C’est la solution qui a été choisie par Merck pour son Levothyrox. Grâce à des standards de qualité plus élevés, le laboratoire espère décourager ses concurrents – s’aligner coûte cher… – et imposer son « vieux » médicament un peu partout. Merck ne prévoit d’ailleurs pas seulement de changer les excipients, il programme aussi la fabrication de nouvelles plaquettes d’emballage, sans plastique, 100 % aluminium, afin de renforcer la protection du produit contre la chaleur et l’humidité. Comme indiqué sur la notice des comprimés 100 microgrammes, les plaquettes tout en aluminium sont « à conserver à une température ne dépassant pas 30 °C », contre 25 °C pour les plaquettes incluant du plastique. Ces nouveaux emballages visent donc à améliorer la stabilité du produit mais aussi à faciliter l’exportation dans les pays aux climats moins tempérés qu’en Europe.
Problème, tout à sa stratégie industrielle, le laboratoire semble en avoir un peu oublié les patients. « Il y avait la volonté d’arriver au produit scientifiquement parfait. Mais la problématique clinique a été éludée. Le médicament a été développé sans lien avec le réel. La sécurité du produit n’a pas été vérifiée sur les patients », estime une source ayant travaillé au lancement de la nouvelle formule. En effet, comme nous l’avons déjà écrit (lire l’épisode 12 de la série Les lobbyistes), le laboratoire n’a réalisé qu’une étude de bioéquivalence, qui mesure si l’absorption du produit est similaire entre l’ancienne et la nouvelle formule, sur des cobayes… en bonne santé.

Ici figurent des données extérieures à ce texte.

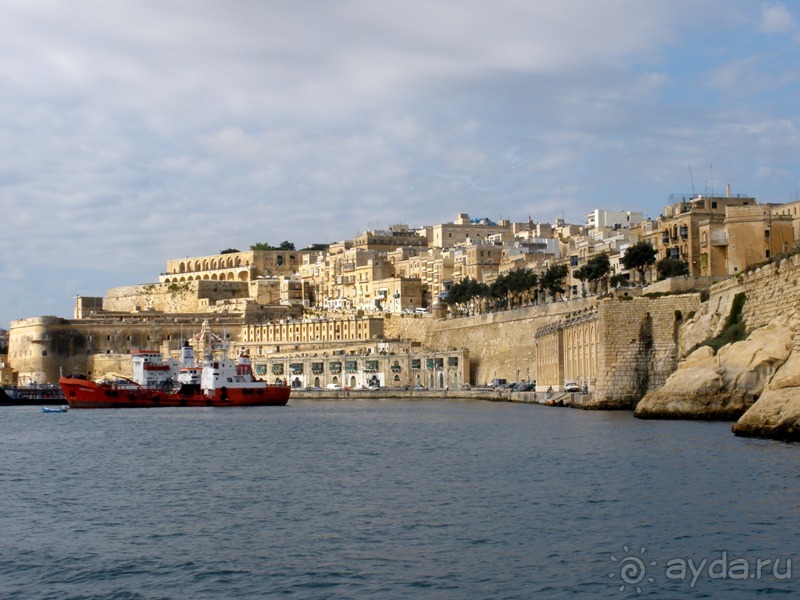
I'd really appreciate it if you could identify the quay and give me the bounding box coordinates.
[289,388,592,408]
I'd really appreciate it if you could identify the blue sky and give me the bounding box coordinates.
[0,0,800,327]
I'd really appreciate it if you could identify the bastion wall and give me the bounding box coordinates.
[423,299,597,386]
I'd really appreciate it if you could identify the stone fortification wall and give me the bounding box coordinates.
[8,313,242,383]
[422,299,597,385]
[680,255,800,356]
[711,254,800,332]
[383,314,432,348]
[103,280,249,313]
[591,294,700,408]
[8,316,92,383]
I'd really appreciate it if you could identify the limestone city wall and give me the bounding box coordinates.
[592,294,700,407]
[423,298,597,385]
[103,280,249,313]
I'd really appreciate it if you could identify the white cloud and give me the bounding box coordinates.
[760,3,797,33]
[0,0,800,326]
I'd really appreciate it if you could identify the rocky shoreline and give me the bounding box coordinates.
[634,311,800,441]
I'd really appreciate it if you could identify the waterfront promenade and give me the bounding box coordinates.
[289,388,592,408]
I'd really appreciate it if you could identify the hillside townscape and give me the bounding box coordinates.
[2,189,800,437]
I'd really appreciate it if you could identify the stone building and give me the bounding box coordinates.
[159,250,311,283]
[253,343,470,389]
[698,204,795,276]
[425,213,512,248]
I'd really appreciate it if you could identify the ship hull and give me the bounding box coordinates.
[59,377,291,408]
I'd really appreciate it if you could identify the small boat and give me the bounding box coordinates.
[0,383,64,406]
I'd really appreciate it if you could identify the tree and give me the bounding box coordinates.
[539,264,569,302]
[573,252,611,292]
[489,267,538,308]
[443,278,489,314]
[250,242,278,251]
[620,241,656,285]
[656,258,689,279]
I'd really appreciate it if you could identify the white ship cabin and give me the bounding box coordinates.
[201,354,264,390]
[131,350,178,387]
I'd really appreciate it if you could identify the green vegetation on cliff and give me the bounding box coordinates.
[698,292,747,352]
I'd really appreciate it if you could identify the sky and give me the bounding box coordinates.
[0,0,800,328]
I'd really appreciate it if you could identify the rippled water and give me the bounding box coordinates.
[0,400,800,600]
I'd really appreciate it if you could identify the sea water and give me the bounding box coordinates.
[0,400,800,600]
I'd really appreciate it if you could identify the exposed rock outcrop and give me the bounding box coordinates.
[733,340,800,442]
[634,312,800,420]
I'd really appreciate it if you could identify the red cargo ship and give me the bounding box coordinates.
[59,323,291,408]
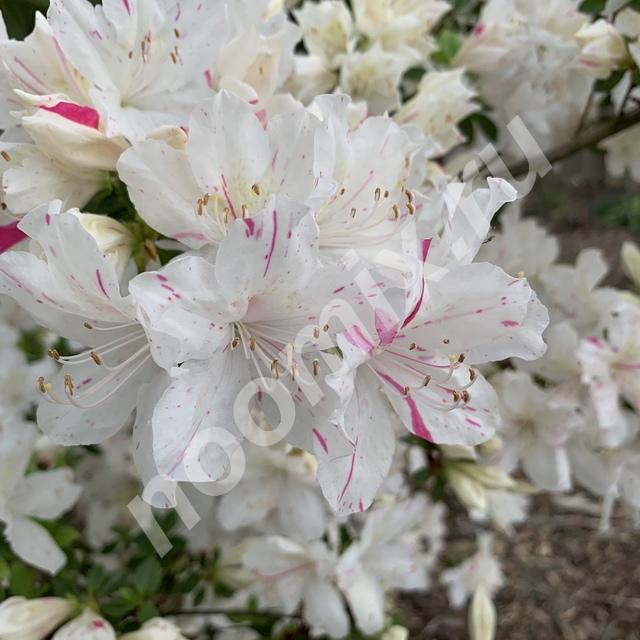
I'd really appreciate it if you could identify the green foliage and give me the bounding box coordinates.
[431,29,462,67]
[578,0,607,15]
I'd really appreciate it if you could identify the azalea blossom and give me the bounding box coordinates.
[0,416,82,576]
[0,202,154,444]
[244,536,349,638]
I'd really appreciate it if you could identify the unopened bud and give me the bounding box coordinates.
[468,586,496,640]
[74,211,133,278]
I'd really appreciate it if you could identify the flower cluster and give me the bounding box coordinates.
[0,0,640,640]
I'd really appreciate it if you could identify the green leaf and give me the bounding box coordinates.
[51,524,82,549]
[133,557,162,595]
[578,0,607,15]
[431,29,462,66]
[138,602,160,624]
[413,467,431,482]
[9,561,36,598]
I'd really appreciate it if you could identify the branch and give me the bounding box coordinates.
[498,109,640,178]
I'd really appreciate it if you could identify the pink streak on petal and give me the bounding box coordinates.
[96,269,109,298]
[402,238,431,329]
[262,209,278,278]
[0,220,27,253]
[338,440,358,502]
[344,324,374,355]
[40,102,100,129]
[311,427,329,453]
[376,369,433,442]
[374,309,399,346]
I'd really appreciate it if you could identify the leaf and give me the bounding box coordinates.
[578,0,607,15]
[133,557,162,595]
[138,602,160,624]
[9,562,36,598]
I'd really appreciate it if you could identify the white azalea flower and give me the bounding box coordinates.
[0,417,81,576]
[294,0,353,69]
[0,202,154,444]
[0,596,73,640]
[491,371,582,491]
[353,0,451,56]
[442,533,504,608]
[393,69,478,155]
[51,609,116,640]
[244,536,349,638]
[218,446,325,540]
[337,495,442,635]
[120,618,186,640]
[578,304,640,429]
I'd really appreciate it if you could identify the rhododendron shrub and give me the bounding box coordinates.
[0,0,640,640]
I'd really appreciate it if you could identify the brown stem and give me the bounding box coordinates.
[498,109,640,178]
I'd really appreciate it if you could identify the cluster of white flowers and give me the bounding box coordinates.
[482,208,640,527]
[0,0,640,640]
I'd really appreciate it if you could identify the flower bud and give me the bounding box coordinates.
[622,242,640,289]
[52,609,116,640]
[120,618,186,640]
[576,19,627,80]
[464,464,515,489]
[0,596,73,640]
[447,466,487,511]
[73,211,133,278]
[380,624,409,640]
[468,585,496,640]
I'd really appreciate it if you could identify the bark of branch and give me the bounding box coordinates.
[498,109,640,178]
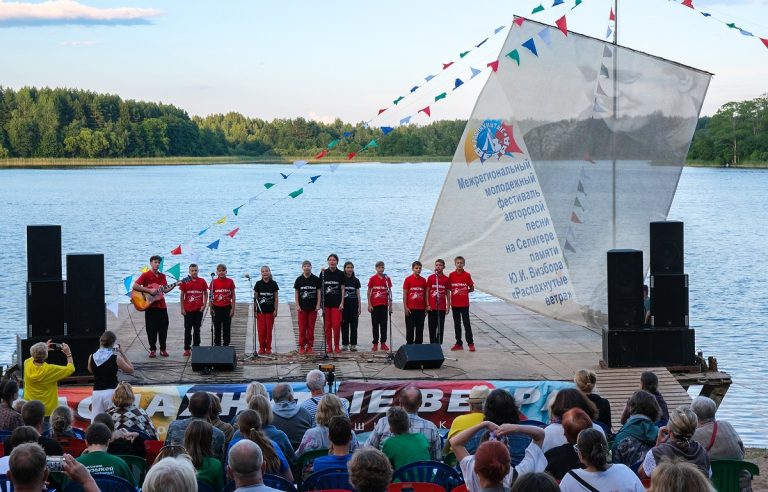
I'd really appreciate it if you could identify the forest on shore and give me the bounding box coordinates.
[0,87,768,166]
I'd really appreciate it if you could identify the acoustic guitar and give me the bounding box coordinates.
[131,275,192,311]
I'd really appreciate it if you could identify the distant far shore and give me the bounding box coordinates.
[0,155,768,169]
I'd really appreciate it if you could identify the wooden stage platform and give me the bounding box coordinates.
[109,302,690,428]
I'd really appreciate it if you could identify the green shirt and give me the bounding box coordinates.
[196,456,224,490]
[77,451,136,486]
[381,432,431,470]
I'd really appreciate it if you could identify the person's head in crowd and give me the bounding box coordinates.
[315,393,346,427]
[112,381,136,408]
[29,342,48,363]
[691,396,717,425]
[11,425,40,448]
[387,407,411,436]
[400,386,421,413]
[576,428,609,471]
[184,420,213,470]
[0,379,19,408]
[328,416,356,449]
[562,408,592,444]
[640,371,659,393]
[347,448,392,492]
[189,391,211,419]
[509,472,560,492]
[467,384,491,413]
[227,439,264,488]
[51,405,72,436]
[307,369,325,396]
[550,388,597,420]
[628,390,661,422]
[483,388,520,425]
[141,456,197,492]
[248,395,275,427]
[21,400,45,432]
[573,369,597,395]
[245,381,269,404]
[650,459,715,492]
[475,441,511,489]
[272,383,294,403]
[237,410,280,472]
[7,442,48,490]
[85,423,112,451]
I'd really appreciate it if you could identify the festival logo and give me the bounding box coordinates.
[464,120,523,165]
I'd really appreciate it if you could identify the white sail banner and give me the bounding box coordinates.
[421,21,710,326]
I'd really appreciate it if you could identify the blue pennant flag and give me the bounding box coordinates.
[523,38,539,56]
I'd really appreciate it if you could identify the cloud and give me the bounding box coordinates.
[0,0,162,27]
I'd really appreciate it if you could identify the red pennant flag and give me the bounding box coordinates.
[571,212,584,224]
[555,16,568,36]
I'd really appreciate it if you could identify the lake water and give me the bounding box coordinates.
[0,163,768,447]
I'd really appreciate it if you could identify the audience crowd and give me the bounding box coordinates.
[0,346,751,492]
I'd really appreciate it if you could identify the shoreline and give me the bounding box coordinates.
[0,156,768,169]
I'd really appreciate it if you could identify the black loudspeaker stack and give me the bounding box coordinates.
[395,343,445,369]
[603,221,696,367]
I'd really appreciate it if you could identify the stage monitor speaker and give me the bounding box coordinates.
[395,343,445,369]
[603,328,696,367]
[27,225,61,282]
[16,336,99,377]
[608,249,643,330]
[27,280,67,337]
[651,275,689,328]
[192,347,237,372]
[651,220,684,275]
[67,253,107,335]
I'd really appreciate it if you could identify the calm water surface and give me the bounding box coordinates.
[0,163,768,447]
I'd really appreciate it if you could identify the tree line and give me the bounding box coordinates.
[0,87,466,158]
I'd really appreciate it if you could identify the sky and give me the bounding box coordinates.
[0,0,768,122]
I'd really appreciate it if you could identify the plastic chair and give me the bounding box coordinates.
[301,468,355,491]
[264,473,296,492]
[387,482,445,492]
[117,454,149,484]
[710,460,760,492]
[64,473,136,492]
[392,461,464,490]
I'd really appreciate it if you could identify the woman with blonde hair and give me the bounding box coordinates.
[296,393,360,456]
[184,419,224,490]
[107,381,157,439]
[573,369,611,433]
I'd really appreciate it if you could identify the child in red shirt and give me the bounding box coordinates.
[211,263,235,347]
[448,256,475,352]
[368,261,392,352]
[403,261,427,344]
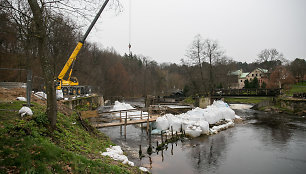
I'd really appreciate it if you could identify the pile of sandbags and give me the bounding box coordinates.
[156,100,235,137]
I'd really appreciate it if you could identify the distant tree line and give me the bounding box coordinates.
[0,4,306,97]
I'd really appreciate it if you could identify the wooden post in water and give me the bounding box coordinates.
[120,111,122,135]
[148,126,152,155]
[160,130,164,144]
[140,110,142,129]
[147,112,150,134]
[171,126,173,139]
[124,111,127,138]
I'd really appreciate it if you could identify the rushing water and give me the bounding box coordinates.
[101,104,306,174]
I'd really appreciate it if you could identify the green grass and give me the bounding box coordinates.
[224,97,272,104]
[0,101,141,173]
[286,82,306,96]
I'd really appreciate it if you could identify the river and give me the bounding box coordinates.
[101,105,306,174]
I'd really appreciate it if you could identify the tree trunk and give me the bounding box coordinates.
[28,0,57,128]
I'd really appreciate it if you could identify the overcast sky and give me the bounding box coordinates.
[88,0,306,63]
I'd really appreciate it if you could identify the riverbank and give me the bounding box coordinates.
[0,87,141,173]
[224,96,306,115]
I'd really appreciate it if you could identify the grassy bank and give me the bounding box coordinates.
[0,101,141,173]
[224,97,272,104]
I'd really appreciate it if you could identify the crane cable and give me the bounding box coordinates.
[129,0,132,56]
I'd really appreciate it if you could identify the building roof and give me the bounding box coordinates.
[239,73,249,78]
[230,70,242,76]
[257,68,268,73]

Et non sur des malades de la thyroïde.
Cela révèle la faiblesse des départements “affaires médicales” dans les laboratoires. Censés représenter l’intérêt des patients, ils sont souvent inféodés à la logique marketing.
Des études cliniques, mesurant les effets réels sur les patients, auraient pu être menées à différentes étapes. Les labos les pratiquent avant, pendant ou après la commercialisation de leurs nouveaux médicaments. Pour la nouvelle formule, Merck s’en est tenu à l’obligation légale : l’étude de bioéquivalence était l’unique passage obligé, car seuls les excipients changeaient, mais pas la molécule. « Sur un produit sensible, dont on sait que de petites variations peuvent avoir des effets importants sur les patients, Merck aurait dû aller plus loin. Cela révèle aussi la faiblesse des départements “affaires médicales” dans les laboratoires. Censés représenter l’intérêt des patients, ils sont souvent inféodés à la logique marketing », déclare un cadre de l’industrie pharmaceutique qui a requis l’anonymat.
Aucune étude supplémentaire n’a été exigée, non plus, par l’Agence du médicament en dépit d’un nombre de signalements d’effets secondaires record. Sous son impulsion, un projet d’étude clinique est en préparation du côté de la Société française d’endocrinologie (SFE) – dont nous avions révélé qu’elle était notamment financée… par le laboratoire Merck (lire l’épisode 9des Lobbyistes). Alain-Michel Ceretti, administrateur de l’ANSM représentant les malades, croit déceler une « idéologie scientifique » derrière la demande de l’agence en 2012. « Elle a exigé l’application d’une norme technique en ne se préoccupant pas suffisamment des malades », poursuit-il. Du côté du laboratoire, on sait maintenant que ses visées dépassaient les frontières françaises et que ses motivations allaient au-delà de la simple amélioration de la stabilité du produit.